Maybe the source of the problem is not where there is the most noise…
I’ve got an idea percolating but I’m not sure how to model it yet. Apologies up front for not being super-specific, if I can reason out enough pieces of this idea I will hopefully harness it for a paper I’m planning to write later this year.
Some types of attacks have so much human behavior in them that there is no system rule you can put in place to detect. I was watching some videos from the Association of Certified Fraud Examiners (ACFE) and I stopped on Kathy Lavinder’s “Power of Weak Connections” on YouTube. She says that it is not always your strong, personal connections in your professional network that help you get news jobs – it is the weak connections with people who know you just enough to help move a resume or an inquiry into the right hands.

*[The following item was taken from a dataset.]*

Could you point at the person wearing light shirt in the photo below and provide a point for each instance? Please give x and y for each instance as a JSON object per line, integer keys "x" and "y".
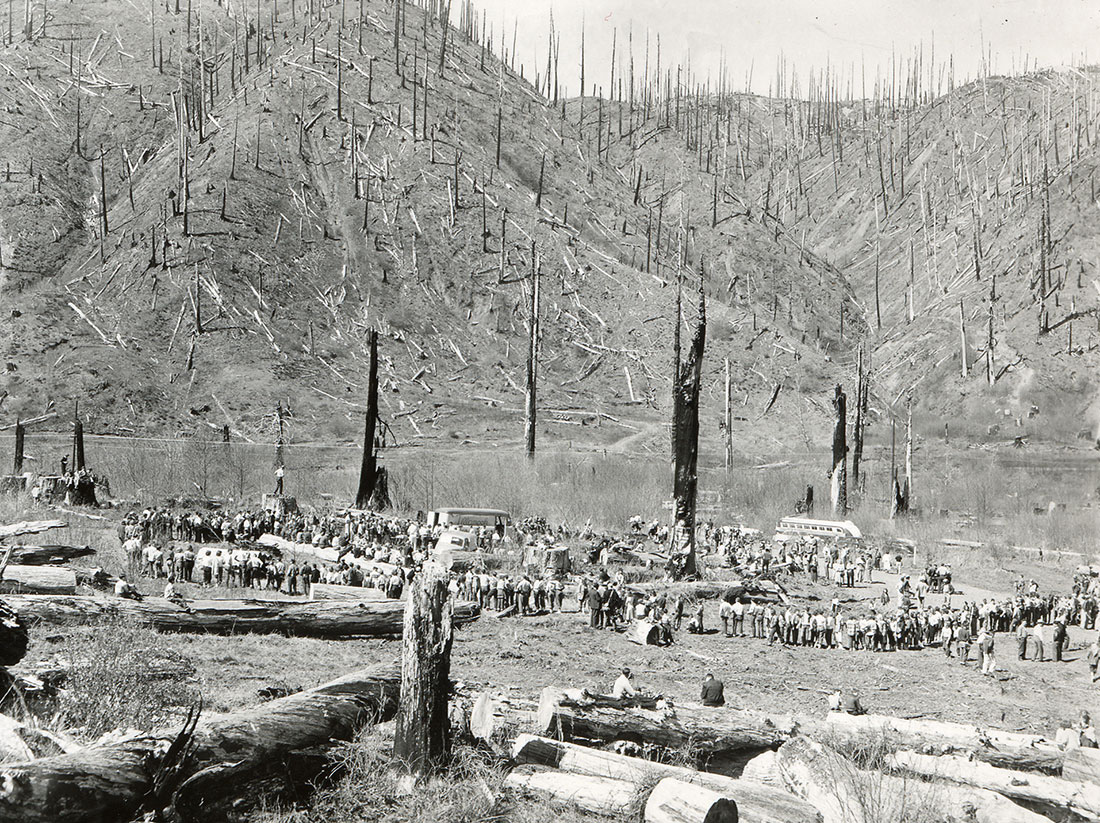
{"x": 623, "y": 687}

There is energy and opportunity in the kinetic connections between two sources. But what if the crux of the opportunity is in the weak connection rather than the strong connection? Does this idea carry into the cyber attacks and fraud detection?

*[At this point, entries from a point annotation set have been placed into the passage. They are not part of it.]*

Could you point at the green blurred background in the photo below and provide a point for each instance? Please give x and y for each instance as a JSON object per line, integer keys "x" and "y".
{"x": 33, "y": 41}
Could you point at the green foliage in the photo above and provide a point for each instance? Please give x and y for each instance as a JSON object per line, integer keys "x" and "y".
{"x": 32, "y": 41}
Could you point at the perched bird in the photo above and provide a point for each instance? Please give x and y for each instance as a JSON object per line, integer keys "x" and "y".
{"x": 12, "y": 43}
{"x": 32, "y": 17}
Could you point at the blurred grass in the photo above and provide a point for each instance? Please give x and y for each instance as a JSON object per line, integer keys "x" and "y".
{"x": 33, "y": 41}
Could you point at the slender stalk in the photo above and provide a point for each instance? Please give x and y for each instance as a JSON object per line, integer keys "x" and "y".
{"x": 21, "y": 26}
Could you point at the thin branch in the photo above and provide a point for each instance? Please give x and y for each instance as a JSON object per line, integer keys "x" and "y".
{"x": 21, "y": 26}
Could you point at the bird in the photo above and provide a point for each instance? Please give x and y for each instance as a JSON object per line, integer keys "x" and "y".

I’d like to analyze that data, and see the strengths of the connections. Does the hypothesis of the weak connection providing a strong vector hold up under the math? I’m reading about UML and graph databases to look for a way to re-categorize some existing data in order to redraw and reexamine the connections. It seems soft to compare a fraud or cyber attack to a business process modeling method, although I am certain I will learn something and I’m looking forward to applying some old techniques in a slightly different way.